• apr
    21
    2017

Album

Planet Mu Records

Mr. Mitch, dalla sua prima apparizione di rilievo nel mix di Paradinas del 2013 alla pubblicazione, l’anno successivo, nell’ottimo debutto su Planet Mu Parallel Memories, si è ritagliato uno spazio preciso, strategico e complementare all’interno del maschio/crudo panorama contemporaneo del grime londinese dominato dalla rinascita degli MC e scosso alle fondamenta dalla compagine del Weightless.
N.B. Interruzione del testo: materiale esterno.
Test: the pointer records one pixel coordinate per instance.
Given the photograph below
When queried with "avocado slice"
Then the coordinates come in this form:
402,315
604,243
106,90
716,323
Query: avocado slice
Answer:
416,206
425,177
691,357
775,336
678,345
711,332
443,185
Membro attivo del collettivo/serata Boxed assieme, tra gli altri, a Slackk e ai più noti Mumdance e Logos (boss dietro la citata label), nonché a sua volta label manager della label Gobstopper, la missione di Miles Mitchell è da sempre quella di dare ai propri sentimenti e alla propria intimità una seconda casa, proprio come la prima, quella vera, è stata la base per comporre la sua musica prima e metter su famiglia poi.

Tema di fondo di questo secondo lavoro sulla lunga distanza è proprio la paternità (suo figlio Milo, accreditato nella Intro, dovrebbe avere circa due anni ora), aspetto che più di ogni altro ha condizionato il producer (anche dj) nella composizione di un album che, proprio come da tradizione eminentemente r’n’b/Hip Hop, bazzica temi base tra amore e relazioni interpersonali come la lealtà, la nascita e la fine delle storie d’amore, ecc. Rispetto al debutto, le intuizioni r’n’b e la palette sonora del sinogrime si sono evoluti in una serie di arrangiamenti adatta al formato canzone con parti vocali affidate a vocalist del giro di Londra (vedi “prezzemolo” Palmistry, Duval Tomothy, Denai Moore, Py e Oscar Backer) ed un solo MC propriamente detto a venir coinvolto nelle session (P Money). Il risultato lo definisce meglio lui di tutti: «leftfield pop with [a] foundation in grime».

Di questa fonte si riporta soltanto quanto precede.